I read a fantastic, very insightful essay in the NY Times yesterday, called the Our Mommy Problem;  it speaks to a lot of issues, really, but mostly, it reflects on the extent to which motherhood has become an identity, one which, it's assumed, defines and consumes us to the exclusion of everything else. I love this bit:
"We are outclassed at every turn. We are outspent and out-helicoptered and outnumbered. It used to be good enough just to keep your house from being coated in a thin layer of dog hair and human feces."
Yes! Yes! A thousand times yes!

But this is really the bottom line:
"Somehow, as we’ve learned to treat children as people with desires and rights of their own, we’ve stopped treating ourselves and one another as such. But that’s not hard to understand when the reigning cultural narrative tells us that we are no longer lively, inspired women with our own ideas and emotions so much as facilitators, meant to employ at all times the calm, helpful tones of diplomats."
As a mother who beats herself up about her seeming inability to employ those calm, helpful, diplomat tones, I'm grateful to Heather Havrilesky for opening up a discussion about what motherhood means, and what it doesn't necessarily.

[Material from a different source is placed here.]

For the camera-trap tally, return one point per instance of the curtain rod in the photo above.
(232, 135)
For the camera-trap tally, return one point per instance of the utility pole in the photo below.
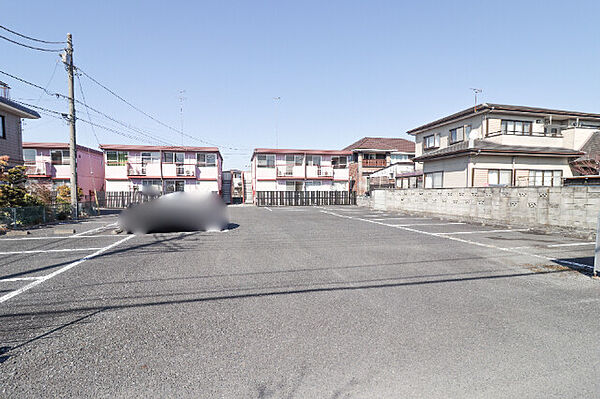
(276, 99)
(68, 60)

To paraphrase one of my favorite songs from the late 80s:

"My first name ain't Mommy. It's Janet. Miss Jackson if you're nasty."

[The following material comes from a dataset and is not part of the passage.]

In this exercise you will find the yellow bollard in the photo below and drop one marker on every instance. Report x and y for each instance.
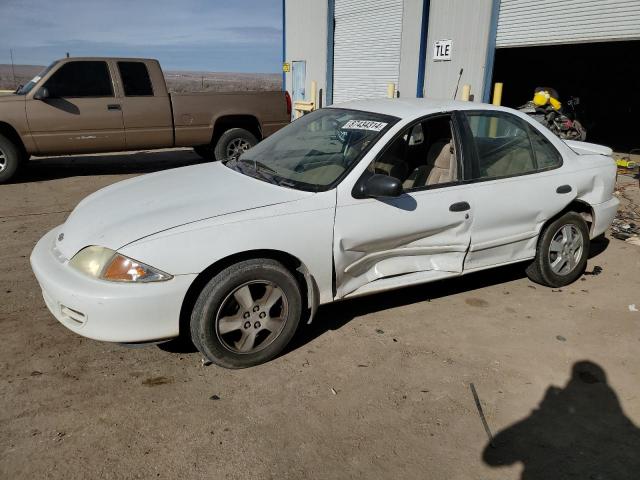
(391, 90)
(314, 89)
(466, 93)
(497, 94)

Wednesday, November 5, 2014

Mo' potty, mo' problems

 The good news is: we've finally gotten Terza to use the potty.

The additional good news: the kid is very intent on cleaning up after herself.

The bad news: that involves her emptying out her own potty. Which is the grossest mess ever.

The word shitstorm comes to mind.

It's tough because I don't want to discourage my self-starter from following through, flexing her independence muscles and aspiring to good hygiene. Nether do I want to have a Slip 'N Slide: Piss Edition experience every time I enter my bathroom.

She's so terrifically proud of herself:

"Mommy, I used the POTTY!!" she shrieks, running pantless into the kitchen.

I freeze in place, usually in the middle of draining the pasta for mac n' cheese.

"That's great, honey," I manage positively enough: "Let me come see."

The Jaws soundtrack plays as I follow her down the hallway to the bathroom, silently repeating the mantra, "Please let it be pee. Please let it be pee."

"See Mommy?" she announces: "I put it in the big potty!"

By which she means, she deposited 10% of whatever was collected in the potty into the toilet. The rest is scattered all over the floor, running down the front of the toilet and, somehow, splashed over the side of the adjoining sink.

"Honey," I sigh: "I've told you already. Mommy needs to empty the potty. Thank you for your help but you are not allowed to empty the potty. Mommy does it. Mommy. Not Terza. Mommy. Got it?"

Then, as I mop bodily fluids off the floor, we role play what she'll do next time she uses the potty and she obligingly pretends to call out, "MOMMY! You have to empty the potty!" and I think she's got it. And then an hour later, we repeat the scene all over again.

Clearly, she needs more supervision in the bathroom. Clearly, I cannot provide it. There's homework to help with and dinner to make and emails to respond to and the other messes Terza makes to clean up.

What I should do is build her gross motor skills so as to improve her accuracy. Have her practice pouring cups of water into a bowl, until her percentage in/ percentage out ratio tips. or else just cover the bathroom in garbage bags.